Communiqué de la Fédération SUD éducation
La rentrée scolaire a été l’occasion de rappeler à quel point l’école a besoin de moyens pour lutter contre les inégalités sociales, scolaires et territoriales. Alors que les réformes et les suppressions de postes abîment l’école publique, l’enseignement privé se développe et poursuit son entreprise de ségrégation sociale.

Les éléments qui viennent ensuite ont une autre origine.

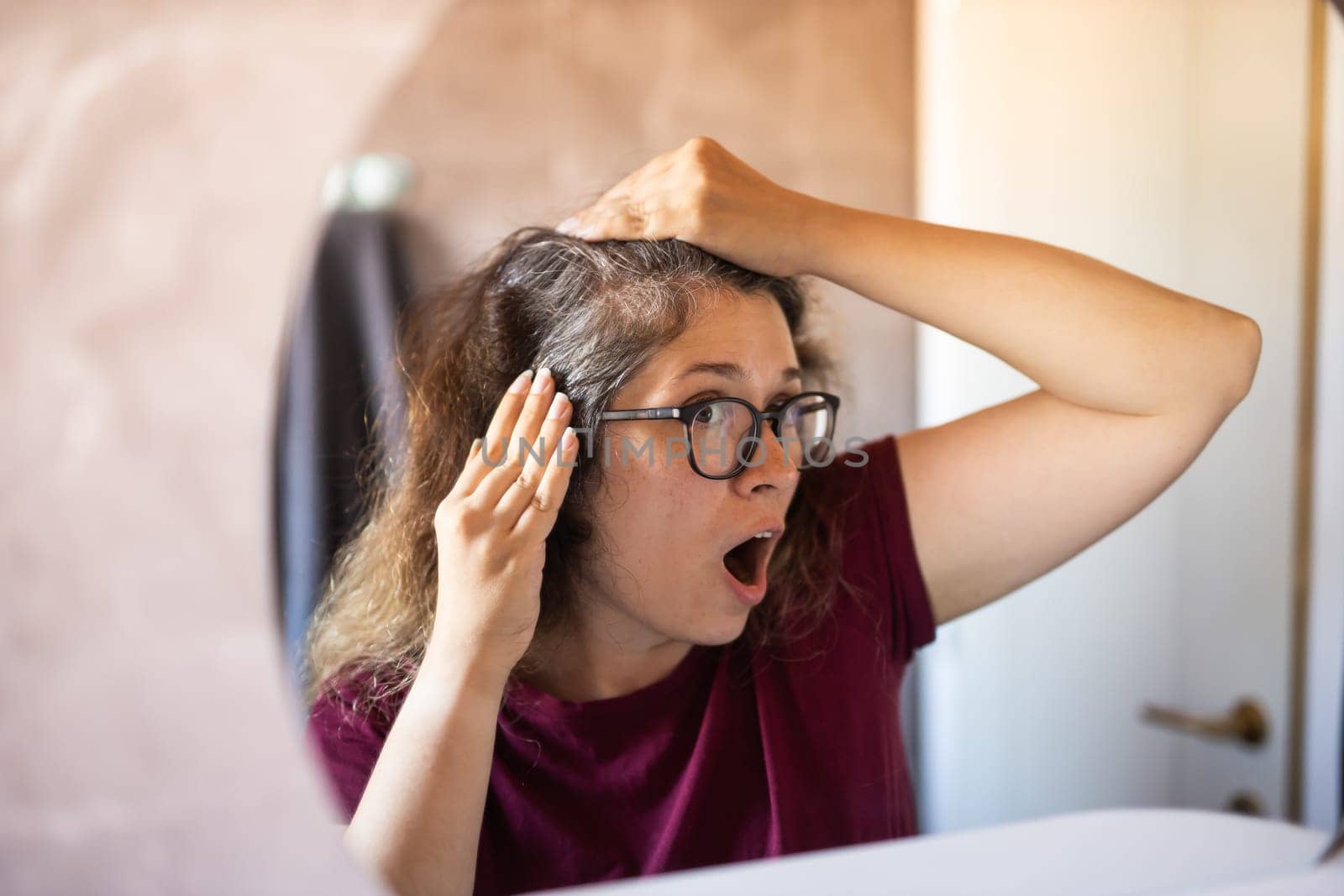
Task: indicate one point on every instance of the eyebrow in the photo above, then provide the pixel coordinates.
(730, 369)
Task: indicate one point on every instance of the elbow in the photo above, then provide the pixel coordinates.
(1247, 349)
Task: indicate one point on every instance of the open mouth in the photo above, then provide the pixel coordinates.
(746, 560)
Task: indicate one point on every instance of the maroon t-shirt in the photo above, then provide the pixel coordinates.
(730, 757)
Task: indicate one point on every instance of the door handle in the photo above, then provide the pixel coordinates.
(1243, 723)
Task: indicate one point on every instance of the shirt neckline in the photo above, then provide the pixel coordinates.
(526, 699)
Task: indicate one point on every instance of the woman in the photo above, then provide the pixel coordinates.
(644, 703)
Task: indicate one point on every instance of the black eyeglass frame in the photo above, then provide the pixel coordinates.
(687, 412)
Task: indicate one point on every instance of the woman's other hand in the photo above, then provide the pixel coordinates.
(705, 195)
(492, 526)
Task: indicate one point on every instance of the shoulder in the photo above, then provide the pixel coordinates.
(347, 726)
(864, 497)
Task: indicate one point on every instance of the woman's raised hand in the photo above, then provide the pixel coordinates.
(492, 527)
(705, 195)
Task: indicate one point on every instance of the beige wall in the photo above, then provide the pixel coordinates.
(160, 190)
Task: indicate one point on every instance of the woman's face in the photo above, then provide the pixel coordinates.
(669, 527)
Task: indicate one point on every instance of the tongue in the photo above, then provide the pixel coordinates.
(738, 562)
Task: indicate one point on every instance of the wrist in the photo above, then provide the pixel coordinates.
(463, 668)
(827, 228)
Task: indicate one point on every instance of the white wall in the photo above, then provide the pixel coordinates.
(1323, 748)
(1164, 139)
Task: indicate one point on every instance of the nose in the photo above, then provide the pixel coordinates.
(769, 465)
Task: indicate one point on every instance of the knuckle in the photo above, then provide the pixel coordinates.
(699, 145)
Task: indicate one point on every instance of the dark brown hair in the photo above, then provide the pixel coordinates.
(595, 313)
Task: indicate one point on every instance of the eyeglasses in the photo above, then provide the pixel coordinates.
(717, 430)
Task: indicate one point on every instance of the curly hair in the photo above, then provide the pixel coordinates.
(595, 313)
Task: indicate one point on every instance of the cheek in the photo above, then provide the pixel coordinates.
(662, 517)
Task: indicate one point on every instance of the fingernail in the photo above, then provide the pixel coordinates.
(558, 406)
(521, 383)
(542, 379)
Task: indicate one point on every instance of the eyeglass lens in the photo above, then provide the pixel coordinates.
(719, 430)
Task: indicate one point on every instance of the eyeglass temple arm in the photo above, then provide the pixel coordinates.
(644, 414)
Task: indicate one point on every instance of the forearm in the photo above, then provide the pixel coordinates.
(418, 822)
(1085, 331)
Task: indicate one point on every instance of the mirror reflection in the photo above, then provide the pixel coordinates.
(788, 484)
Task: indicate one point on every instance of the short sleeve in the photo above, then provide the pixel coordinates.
(869, 485)
(347, 743)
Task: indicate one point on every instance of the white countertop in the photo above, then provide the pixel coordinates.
(1117, 851)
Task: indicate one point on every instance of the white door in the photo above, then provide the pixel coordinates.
(1167, 139)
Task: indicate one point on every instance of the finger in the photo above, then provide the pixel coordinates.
(539, 515)
(521, 441)
(479, 464)
(523, 488)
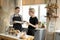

Le second degré public a connu 8000 suppressions de postes depuis 2017, c’est-à-dire l’équivalent de 160 collèges. Le manque de personnels dans le premier degré public ne permet pas de remplacer les absences des personnels. Les réformes successives de casse du service public, des réformes des lycées imposées par Blanquer au Choc des savoirs d’Attal, ce sont les écoles et les établissements scolaires des territoires les plus défavorisés qui paient le plus lourd tribut de cette politique. SUD éducation dénonce les inégalités territoriales et revendique une nouvelle politique ambitieuse pour l’éducation prioritaire.
Ainsi, alors que dans au moins 50% des établissements, il manque au moins un personnel à la rentrée, ce chiffre s’élève à 80% en Seine-Saint-Denis. De même, alors qu’en 2022, on compte 1,1% de personnels contractuels dans le premier degré et 9,1% dans le second degré, à Mayotte, ce chiffre s’élève à 52% dans le second degré, et en Seine-Saint-Denis, à 7,1% dans le premier degré. Excepté le concours exceptionnel dans le 1er degré dans certaines académies, le ministère de l’Éducation nationale n’a mis aucune véritable politique ambitieuse en place pour résoudre cette pénurie de personnels particulièrement aiguë dans les territoires les plus pauvres, les territoires où se concentrent les populations racisées et hors de France hexagonale.
Au contraire, en 2015, les lycées ont été sortis de la carte de l’éducation prioritaire, comme si les difficultés scolaires et sociales disparaissaient à l’entrée au lycée.
À défaut de garantir un même accès au service public d’éducation par un abondement de moyens dans les territoires les plus défavorisés, l’État et les collectivités territoriales subventionnent abondamment l’enseignement privé en lui consacrant 13,8 milliards d’euros en 2022, soit 75% de son budget. Pourtant, la publication des indices de position sociale (IPS) a montré que les établissements privés sont largement responsables du manque de mixité sociale dans les établissements publics : quand un collège favorisé est situé près d’un collège défavorisé, dans 85% des cas c’est un établissement privé. Le rapport Vannier-Weissberg a noté un embourgeoisement fort de l’enseignement privé depuis 2017, ainsi les établissements privés ont un IPS homogène. Dans l’enseignement privé catholique, les moyens du premier et du second degré sont fongibles, contrairement aux dotations publiques où le premier et le second degré constituent deux programmes budgétaires distincts. Ainsi l’enseignement privé catholique s’emploie à concentrer ses moyens dans le second degré, et particulièrement en lycée pour attirer les élèves les plus aisés mais aussi pour capter les bons élèves du public.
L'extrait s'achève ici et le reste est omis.